Even at training (Early 2009) our instructor warned us about ‘Old School vs. New School’ Geniuses. His emphasis was that the needs of the business change.

Today’s Mac Genius are no longer required to have the same deep understanding of the Mac OS, its UNIX roots, or classic past. They can no longer troubleshoot the same impossible set of hardware symptoms with ease while working with multiple customers bar side. Their lack of knowledge into the depths of Apple history and lore is embarrassing for anyone who grew up with Clarus the Dogcow, HyperCard, and the 1.44MB SuperDrive. The Mac Genius who knew all these things have either moved on, or burned out. Replaced by a new generation of Mac Genius every who are eager to take their place every 18 months.

Tasks like replacing a display, swapping a phone, or updating software don’t require the same skills that isolating a failed video card or manually recreating a user in OS X do. As iPhones and iPads continue to fly out the door, the role of a Genius shifts.

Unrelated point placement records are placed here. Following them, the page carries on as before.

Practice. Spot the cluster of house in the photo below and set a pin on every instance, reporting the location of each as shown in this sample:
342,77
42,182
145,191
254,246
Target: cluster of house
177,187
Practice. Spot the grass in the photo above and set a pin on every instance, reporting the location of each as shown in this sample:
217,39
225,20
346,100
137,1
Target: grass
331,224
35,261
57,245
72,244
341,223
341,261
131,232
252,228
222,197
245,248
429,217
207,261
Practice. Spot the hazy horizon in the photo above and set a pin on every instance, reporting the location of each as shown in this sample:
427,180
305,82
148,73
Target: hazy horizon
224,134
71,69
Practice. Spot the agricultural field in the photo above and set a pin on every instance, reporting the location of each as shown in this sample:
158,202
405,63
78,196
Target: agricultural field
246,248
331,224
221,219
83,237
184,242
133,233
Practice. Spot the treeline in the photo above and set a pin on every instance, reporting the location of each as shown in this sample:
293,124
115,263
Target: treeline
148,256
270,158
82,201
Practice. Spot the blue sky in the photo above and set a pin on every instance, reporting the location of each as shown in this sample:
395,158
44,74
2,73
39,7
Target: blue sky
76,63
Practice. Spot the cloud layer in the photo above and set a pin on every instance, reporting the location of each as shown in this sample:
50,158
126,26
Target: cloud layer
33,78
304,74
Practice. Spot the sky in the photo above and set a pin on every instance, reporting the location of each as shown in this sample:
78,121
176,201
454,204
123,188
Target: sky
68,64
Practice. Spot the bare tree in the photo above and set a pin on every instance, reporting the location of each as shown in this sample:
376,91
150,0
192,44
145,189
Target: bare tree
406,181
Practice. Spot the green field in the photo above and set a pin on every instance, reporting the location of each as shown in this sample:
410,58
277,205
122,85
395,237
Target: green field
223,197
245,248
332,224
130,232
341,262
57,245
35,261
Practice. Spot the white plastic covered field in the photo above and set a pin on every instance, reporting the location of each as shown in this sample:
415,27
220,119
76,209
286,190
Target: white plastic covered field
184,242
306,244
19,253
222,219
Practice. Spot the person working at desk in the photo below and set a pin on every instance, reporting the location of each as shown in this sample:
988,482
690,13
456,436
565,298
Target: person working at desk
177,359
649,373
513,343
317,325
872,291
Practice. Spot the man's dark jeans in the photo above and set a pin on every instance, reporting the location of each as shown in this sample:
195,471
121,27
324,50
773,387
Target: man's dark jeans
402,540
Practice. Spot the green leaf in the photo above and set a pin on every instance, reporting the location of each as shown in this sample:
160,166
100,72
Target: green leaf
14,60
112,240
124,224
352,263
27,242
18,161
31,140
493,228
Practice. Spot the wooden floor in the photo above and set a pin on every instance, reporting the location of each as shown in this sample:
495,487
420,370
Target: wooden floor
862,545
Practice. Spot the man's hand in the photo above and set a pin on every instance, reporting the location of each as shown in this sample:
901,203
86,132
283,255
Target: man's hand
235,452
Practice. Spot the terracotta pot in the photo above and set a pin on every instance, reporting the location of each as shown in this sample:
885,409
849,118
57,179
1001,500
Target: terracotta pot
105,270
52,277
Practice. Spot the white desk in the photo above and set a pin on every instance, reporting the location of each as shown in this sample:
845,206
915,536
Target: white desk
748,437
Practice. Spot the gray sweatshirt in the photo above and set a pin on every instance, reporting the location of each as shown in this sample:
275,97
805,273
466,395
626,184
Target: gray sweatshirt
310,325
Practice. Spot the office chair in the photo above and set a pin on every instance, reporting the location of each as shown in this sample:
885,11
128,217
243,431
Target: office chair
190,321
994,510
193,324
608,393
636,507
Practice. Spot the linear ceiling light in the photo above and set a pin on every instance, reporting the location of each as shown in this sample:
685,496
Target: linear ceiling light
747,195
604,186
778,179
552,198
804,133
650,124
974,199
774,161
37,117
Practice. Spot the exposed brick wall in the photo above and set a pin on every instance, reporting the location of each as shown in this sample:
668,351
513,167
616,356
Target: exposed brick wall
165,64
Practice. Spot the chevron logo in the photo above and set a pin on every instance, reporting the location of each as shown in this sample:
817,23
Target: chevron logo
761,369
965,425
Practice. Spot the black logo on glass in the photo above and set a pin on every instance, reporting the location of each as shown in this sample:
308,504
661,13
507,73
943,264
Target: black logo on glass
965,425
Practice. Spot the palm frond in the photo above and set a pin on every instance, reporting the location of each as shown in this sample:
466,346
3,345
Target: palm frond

The Mac Genius that work the bar today are different from the Mac Genius of the past. They see more iOS than Mac OS X. Their customers are delivered one by one using a reservation system while an assistant holding an iPad keeps order. Their troubleshooting techniques are predetermined, and the proper diagnosis codes must be achieved before parts can be ordered. Today’s Mac Genius work at a faster pace with more monotony, and less time for conversation.

“These customers don’t want to ‘hang out with a genius’ — they want their phone to work. NOW.

Today’s Mac Genius are replacements, excited to fill the role I once coveted until I we all burn out in the end. There is no path of advancement for a Mac Genius. For a long time I was angry Apple couldn’t find a place for more of the great Mac Genius from the past. But after reading the “The New Genius Bar” on Stephen Hackett’s 512 Pixels I began to understand that today’s Mac Genius are just as good at their jobs as my generation was at ours.

The Genius Bar has changed, and by letting the older Genius go, Apple was doing us all a favor. No matter how much we love the company, no one wants to be a Mac Genius forever.

Most Geniuses are emotionally invested in their jobs. Their ability to assess and react to any situation with skill, tact, and empathy keeps customers ranking Apple support so high, year after year.

There are better jobs out their with double the pay, better hours, and working behind the bar at an Apple Store is a great way to start a career.

I always saw the Genius role as a stepping stone into other IT jobs.

When you see a Genius complain about the nature or the business, the retail schedule, the ever increasing assembly line of work it is time for them to go.

Every 3 or 4 months you have to look hard at yourself and the current incarnation of the job and ask, Am I the best fit for this job? Am I willing to deal with the problem of the week and offer feasible solutions? Is my mental health in a state where I can enjoy this? Would I want to work with me with my current attitude? If the answer is no, I hope a manager helps you through that tough time and out the door if need be.

The magic of the position has worn off. I will always miss the good times I had working for Apple, but too much has changed both behind the bar and within myself for me to ever go back.